Learning about these turtles and their struggle for survival, and how the only time they will ever leave the sea is to come ashore to lay their eggs, has really brought it home to me how important this work is and I feel so honoured to have been given a chance to be part of it.
‘I think that one of the most amazing things is how they know to come back to the same beach where they were born,’ I say, recalling Ethan also telling me this interesting fact earlier.
‘Yeah. It’s instinctive. But no one really knows exactly how they remember.’
The last shimmering glow of the sun has now disappeared over the line of the horizon and the white light of a brilliant full moon has taken centre stage, illuminating everything around us and casting shadows across the beach, into the line of trees that marks the start of the jungle, where strange noises emanate and where birds roost and huge bats flutter.
George and David tell me that what we are looking out for are distinctive tracks made by a turtle coming ashore. I’m told they look like tyre tracks in the sand, coming from the tide line and straight up the beach.
It’s not long until we see an enormous silhouetted shape moving slowly from the surf and up the beach. My heart is doing somersaults in my chest when I realised I’m seeing a huge old green turtle. ‘Oh, my goodness … she is absolutely gorgeous!’ I breathe ecstatically.

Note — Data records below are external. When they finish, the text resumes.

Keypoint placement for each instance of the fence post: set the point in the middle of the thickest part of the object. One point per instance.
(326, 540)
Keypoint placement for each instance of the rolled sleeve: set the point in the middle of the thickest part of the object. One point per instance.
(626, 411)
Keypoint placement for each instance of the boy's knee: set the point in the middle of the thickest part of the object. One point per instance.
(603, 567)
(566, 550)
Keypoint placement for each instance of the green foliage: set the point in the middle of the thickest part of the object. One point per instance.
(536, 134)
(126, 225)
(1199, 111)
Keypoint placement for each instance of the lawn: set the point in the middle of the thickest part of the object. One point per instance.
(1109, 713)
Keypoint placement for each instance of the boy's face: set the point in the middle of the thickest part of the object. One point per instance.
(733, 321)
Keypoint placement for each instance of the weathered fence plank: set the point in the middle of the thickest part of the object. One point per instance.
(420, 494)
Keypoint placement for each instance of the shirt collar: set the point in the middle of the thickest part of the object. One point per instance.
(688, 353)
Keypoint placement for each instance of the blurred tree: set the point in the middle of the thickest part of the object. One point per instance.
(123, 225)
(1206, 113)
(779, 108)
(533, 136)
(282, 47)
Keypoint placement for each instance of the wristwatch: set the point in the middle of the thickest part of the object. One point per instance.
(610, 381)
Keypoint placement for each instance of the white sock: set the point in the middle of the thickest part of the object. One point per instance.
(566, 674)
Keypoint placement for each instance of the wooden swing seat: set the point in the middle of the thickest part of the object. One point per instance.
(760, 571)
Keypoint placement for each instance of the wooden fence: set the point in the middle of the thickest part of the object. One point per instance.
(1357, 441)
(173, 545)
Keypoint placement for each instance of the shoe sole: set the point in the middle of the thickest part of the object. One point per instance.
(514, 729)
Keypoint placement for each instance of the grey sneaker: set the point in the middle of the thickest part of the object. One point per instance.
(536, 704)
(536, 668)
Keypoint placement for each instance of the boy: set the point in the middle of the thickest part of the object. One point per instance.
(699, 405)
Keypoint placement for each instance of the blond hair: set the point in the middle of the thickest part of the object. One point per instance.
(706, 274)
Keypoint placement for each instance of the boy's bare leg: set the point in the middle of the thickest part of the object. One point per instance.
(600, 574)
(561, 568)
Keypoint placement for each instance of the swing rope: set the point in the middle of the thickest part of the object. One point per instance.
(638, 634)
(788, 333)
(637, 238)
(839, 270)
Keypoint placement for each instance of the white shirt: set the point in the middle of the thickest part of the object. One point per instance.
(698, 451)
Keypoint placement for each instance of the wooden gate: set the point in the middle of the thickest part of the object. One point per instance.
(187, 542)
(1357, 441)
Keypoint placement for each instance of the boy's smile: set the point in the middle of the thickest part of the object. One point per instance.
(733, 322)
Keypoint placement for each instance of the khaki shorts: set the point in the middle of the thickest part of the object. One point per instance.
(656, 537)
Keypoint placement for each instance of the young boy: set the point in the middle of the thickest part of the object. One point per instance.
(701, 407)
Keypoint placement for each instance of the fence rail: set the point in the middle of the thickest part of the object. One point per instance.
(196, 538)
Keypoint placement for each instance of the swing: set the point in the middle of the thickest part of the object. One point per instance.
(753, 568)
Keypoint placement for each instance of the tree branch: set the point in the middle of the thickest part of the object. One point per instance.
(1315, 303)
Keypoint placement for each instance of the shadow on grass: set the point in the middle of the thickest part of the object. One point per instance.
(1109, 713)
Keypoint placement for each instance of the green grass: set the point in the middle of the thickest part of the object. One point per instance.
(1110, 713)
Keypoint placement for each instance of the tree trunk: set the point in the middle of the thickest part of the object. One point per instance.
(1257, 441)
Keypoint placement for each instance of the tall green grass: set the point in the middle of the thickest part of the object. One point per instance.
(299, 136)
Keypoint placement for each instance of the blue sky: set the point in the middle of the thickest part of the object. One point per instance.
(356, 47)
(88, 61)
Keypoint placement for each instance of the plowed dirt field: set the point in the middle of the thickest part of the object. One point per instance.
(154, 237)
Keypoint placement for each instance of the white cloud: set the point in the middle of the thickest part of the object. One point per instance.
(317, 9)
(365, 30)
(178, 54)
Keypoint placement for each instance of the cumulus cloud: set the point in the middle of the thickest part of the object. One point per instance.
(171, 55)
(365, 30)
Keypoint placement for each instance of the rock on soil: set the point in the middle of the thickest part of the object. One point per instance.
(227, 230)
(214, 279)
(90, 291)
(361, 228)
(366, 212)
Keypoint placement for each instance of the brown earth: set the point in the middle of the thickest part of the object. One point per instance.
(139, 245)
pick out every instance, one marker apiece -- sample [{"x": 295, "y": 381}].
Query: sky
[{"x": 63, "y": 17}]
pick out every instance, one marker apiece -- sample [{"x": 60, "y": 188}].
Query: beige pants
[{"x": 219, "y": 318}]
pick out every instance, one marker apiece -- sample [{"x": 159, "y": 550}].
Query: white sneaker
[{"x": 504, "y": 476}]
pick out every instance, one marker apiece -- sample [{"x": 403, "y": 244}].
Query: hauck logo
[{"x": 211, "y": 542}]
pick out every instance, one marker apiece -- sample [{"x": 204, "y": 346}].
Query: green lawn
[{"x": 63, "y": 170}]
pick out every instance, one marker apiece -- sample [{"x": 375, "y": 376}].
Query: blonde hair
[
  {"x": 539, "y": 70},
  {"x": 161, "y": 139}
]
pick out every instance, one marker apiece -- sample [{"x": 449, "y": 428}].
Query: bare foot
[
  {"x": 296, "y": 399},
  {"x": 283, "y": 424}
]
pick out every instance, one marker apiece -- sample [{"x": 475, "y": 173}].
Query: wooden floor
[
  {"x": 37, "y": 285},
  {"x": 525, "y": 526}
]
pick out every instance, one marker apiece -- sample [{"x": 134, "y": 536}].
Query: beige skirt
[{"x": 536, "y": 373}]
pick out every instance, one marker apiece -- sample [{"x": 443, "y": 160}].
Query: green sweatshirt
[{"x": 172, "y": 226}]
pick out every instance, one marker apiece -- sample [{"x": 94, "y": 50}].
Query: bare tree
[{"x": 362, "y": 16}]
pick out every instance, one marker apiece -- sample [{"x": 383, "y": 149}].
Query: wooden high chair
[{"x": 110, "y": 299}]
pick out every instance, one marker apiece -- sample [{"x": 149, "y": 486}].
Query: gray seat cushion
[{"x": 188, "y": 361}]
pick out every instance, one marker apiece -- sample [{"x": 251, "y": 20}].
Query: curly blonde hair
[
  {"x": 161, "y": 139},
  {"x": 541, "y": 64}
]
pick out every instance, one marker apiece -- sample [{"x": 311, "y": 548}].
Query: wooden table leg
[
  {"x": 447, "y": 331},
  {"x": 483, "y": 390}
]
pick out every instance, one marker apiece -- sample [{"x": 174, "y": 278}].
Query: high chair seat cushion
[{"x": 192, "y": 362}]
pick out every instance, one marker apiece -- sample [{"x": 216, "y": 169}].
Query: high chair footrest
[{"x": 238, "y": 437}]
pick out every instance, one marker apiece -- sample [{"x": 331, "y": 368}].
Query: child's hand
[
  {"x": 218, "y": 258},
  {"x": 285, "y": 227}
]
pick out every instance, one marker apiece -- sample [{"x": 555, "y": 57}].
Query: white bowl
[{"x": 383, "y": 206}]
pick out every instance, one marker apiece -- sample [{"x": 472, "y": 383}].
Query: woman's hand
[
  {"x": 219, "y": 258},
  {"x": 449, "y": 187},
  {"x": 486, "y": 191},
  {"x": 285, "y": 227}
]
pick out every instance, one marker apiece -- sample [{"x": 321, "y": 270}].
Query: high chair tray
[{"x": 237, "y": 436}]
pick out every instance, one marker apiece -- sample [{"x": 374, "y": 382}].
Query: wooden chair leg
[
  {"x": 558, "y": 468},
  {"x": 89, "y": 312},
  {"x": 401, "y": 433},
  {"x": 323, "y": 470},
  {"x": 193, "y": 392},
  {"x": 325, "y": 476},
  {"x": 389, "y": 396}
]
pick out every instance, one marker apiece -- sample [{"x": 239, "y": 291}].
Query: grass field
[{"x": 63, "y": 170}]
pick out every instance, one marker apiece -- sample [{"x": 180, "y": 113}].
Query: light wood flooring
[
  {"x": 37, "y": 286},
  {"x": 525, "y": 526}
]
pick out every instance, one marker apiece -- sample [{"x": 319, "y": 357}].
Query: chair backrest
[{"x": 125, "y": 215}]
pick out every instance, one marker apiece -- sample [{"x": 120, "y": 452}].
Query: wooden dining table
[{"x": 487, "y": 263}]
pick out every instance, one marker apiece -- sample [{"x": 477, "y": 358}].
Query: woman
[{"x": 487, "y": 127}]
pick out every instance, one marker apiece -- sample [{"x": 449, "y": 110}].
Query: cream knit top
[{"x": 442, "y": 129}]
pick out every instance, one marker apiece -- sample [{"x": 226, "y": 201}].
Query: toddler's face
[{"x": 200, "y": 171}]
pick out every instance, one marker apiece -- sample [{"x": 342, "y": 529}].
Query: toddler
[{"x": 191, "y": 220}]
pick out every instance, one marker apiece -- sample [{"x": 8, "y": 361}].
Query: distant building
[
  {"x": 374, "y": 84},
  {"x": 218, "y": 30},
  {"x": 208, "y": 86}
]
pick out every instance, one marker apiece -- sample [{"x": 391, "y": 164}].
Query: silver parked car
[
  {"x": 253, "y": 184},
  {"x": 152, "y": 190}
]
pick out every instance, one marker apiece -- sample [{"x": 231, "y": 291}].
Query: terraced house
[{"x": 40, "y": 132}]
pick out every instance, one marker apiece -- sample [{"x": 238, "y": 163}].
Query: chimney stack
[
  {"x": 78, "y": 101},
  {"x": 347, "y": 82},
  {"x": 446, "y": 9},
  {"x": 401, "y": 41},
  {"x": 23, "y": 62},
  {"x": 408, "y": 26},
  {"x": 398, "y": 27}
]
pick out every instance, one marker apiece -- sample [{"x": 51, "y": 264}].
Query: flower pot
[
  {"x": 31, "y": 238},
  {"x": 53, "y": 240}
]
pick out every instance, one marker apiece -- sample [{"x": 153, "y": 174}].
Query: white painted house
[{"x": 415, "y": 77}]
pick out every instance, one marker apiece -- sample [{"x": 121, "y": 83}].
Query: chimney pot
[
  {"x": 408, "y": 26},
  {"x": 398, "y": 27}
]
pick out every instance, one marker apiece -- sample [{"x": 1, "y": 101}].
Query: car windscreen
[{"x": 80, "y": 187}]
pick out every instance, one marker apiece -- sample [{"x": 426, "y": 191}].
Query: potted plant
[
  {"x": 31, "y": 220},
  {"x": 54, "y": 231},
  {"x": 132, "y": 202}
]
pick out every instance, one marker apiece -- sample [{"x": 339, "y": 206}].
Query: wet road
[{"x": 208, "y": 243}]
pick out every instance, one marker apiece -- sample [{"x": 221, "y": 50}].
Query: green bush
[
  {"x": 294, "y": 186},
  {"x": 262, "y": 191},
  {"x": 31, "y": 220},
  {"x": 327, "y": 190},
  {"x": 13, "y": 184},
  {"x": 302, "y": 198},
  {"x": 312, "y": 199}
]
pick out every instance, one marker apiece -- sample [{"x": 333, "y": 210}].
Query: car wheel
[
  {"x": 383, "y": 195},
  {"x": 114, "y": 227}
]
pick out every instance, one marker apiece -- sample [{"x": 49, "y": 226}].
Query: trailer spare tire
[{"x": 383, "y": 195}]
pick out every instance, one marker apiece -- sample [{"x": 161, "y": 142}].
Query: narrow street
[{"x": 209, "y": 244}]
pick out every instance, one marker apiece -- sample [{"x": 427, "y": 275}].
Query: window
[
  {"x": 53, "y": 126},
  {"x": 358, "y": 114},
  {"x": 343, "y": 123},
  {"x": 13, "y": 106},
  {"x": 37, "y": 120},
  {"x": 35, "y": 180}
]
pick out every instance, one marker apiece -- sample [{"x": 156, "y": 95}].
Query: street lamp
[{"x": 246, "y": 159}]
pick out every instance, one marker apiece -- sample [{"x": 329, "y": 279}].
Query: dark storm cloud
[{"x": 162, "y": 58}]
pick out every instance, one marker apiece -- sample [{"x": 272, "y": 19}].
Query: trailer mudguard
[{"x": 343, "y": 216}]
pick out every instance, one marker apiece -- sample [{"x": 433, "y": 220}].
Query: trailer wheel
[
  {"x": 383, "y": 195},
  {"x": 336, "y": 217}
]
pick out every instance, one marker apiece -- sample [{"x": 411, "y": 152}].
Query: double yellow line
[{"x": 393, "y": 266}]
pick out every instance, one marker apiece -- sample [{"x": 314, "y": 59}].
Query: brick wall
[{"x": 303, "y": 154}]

As the turtle heads up towards the tree line in earnest, we follow her at a safe distance and we speak only in whispers. I make sure to keep a step back from David and George, so I can watch what they do to help her in this situation. Then we sit and simply observe her for a while, as she is busy mooching around in the area where the beach meets the jungle and where the fine white soft sand is mixed with soil and vegetation. Like Choosy, she seems to be quite particular as to where she will lay her eggs and she combs the area for the very best place.